|
|
|
|
|
by goatinaboat
2243 days ago
|
|
What happened here is that the admins measured the thing that is easy for them to measure: the load. Nah, you have it completely backwards. If the users said “this specific job took 5 minutes today but was only 1 minute yesterday”, that’s actionable, you can e.g look at what changes were deployed overnight. But users always say “the system is slow”, even if they have only the vaguest idea of what “the system” is, and even if it’s actually faster than yesterday. It’s not really clear what any sysadmin can do other than spending hours every day painfully extracting the details from the user only to find nothing is wrong. Every day, forever. |
|
That's not true. It's just that most sysadmins don't bother to upskill to find out what they can and should be doing.

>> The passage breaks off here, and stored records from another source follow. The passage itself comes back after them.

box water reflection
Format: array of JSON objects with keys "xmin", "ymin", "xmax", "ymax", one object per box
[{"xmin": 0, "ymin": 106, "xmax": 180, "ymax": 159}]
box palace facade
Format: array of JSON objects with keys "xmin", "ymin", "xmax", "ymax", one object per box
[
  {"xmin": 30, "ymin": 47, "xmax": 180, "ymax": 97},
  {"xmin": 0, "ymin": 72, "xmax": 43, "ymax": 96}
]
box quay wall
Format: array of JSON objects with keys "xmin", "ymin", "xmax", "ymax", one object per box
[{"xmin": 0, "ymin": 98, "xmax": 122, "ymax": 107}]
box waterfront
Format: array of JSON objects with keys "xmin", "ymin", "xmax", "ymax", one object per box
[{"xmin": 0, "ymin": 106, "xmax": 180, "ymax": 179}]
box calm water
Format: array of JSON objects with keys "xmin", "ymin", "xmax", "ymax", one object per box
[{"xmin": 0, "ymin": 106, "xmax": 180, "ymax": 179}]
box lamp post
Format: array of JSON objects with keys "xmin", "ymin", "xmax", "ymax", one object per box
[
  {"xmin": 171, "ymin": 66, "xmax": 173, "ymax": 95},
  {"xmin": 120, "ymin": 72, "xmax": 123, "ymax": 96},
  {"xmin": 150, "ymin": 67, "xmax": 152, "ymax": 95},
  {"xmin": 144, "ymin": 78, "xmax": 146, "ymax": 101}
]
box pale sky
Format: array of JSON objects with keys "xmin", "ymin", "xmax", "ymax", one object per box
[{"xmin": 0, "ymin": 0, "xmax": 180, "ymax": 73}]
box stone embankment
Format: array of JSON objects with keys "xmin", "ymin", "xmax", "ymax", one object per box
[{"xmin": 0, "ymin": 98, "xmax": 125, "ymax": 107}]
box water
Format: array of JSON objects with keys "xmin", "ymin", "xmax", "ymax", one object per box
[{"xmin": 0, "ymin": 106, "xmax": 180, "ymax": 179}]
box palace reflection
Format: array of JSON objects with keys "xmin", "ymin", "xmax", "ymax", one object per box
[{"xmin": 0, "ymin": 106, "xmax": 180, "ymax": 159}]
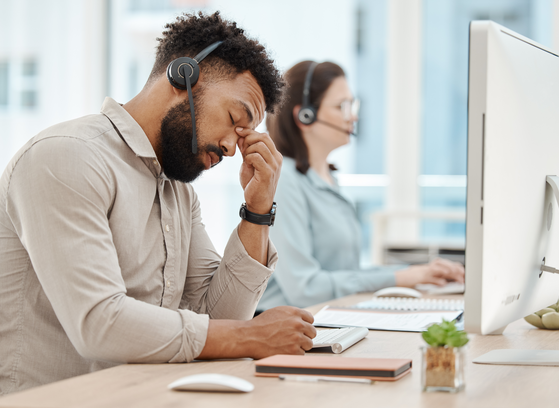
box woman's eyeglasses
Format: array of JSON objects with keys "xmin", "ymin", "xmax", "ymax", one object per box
[{"xmin": 335, "ymin": 99, "xmax": 361, "ymax": 121}]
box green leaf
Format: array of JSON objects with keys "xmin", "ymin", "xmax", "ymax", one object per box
[{"xmin": 421, "ymin": 320, "xmax": 468, "ymax": 347}]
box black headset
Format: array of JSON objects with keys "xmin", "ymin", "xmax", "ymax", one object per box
[
  {"xmin": 297, "ymin": 61, "xmax": 318, "ymax": 125},
  {"xmin": 167, "ymin": 41, "xmax": 223, "ymax": 154},
  {"xmin": 297, "ymin": 61, "xmax": 355, "ymax": 136}
]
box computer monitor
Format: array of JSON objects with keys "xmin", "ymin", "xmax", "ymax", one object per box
[{"xmin": 464, "ymin": 21, "xmax": 559, "ymax": 358}]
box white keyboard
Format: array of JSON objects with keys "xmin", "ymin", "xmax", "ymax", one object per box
[
  {"xmin": 353, "ymin": 297, "xmax": 464, "ymax": 311},
  {"xmin": 313, "ymin": 327, "xmax": 369, "ymax": 354}
]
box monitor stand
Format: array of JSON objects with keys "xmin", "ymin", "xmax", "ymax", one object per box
[{"xmin": 474, "ymin": 349, "xmax": 559, "ymax": 366}]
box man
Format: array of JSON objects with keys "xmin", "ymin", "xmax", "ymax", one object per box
[{"xmin": 0, "ymin": 13, "xmax": 316, "ymax": 394}]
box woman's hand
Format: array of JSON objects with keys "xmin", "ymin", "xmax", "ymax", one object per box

> painfully extracting the details from the user
Asking users for any information is a recipe for disaster. Much like witnesses to a murder that can't agree on the most basic details, users inevitably conflate totally unrelated things. E.g.:
"Citrix is slow?"
"Okay, how so... are button presses slow to respond to a click?"
"I couldn't log on. Something to do with my password. It's slow."
"ಠ_ಠ"
So don't ask. Don't rely on your users at all. Build synthetic transaction tests that act like users. Measure end-to-end latency. Sit down with them and watch them work. Don't rely on their verbal feedback, use your own eyes. Use your tools. Measure. Then measure some more.
Conversely, capacity metrics are largely irrelevant in the era of 10 Gbps networks and 64-core server CPUs. Focus on latency. Look for delays. Timeouts. Deadlocks. Firewall packet drops. That kind of thing.
> only to find nothing is wrong. Every day, forever.
Of course something is wrong! Something is practically always wrong, that's why the users are complaining!
Here's a fun rule of thumb for you: For every 1 user that complained, there are between 100 and 1,000 that had the same issue but shrugged it off and didn't call support.
I got that from a scientific paper. I couldn't believe it, so I measured it in a large 10K user system. The error-to-call ratio was about 500-800 in ours. It blew my mind, and it blew the minds of a lot of people in IT management.
We started gathering every error, tracking every possible latency measurement we could, and it was a horror show. 30K app crashes per day. I shit you not. That's about 3 per user per day! Data loss. Hangs. Login failure rate of nearly 50%.
It tooks months to triage the issues, push patches, and apply workarounds. We had to rewrite several components. We eventually got the errors down to less than a hundred per day. Believe me, that was a real achievement.
Users were so happy they were begging to be migrated to the new system instead of pushing back and refusing to upgrade.
If the users are complaining, something is probably very wrong and you just don't know it. Go look.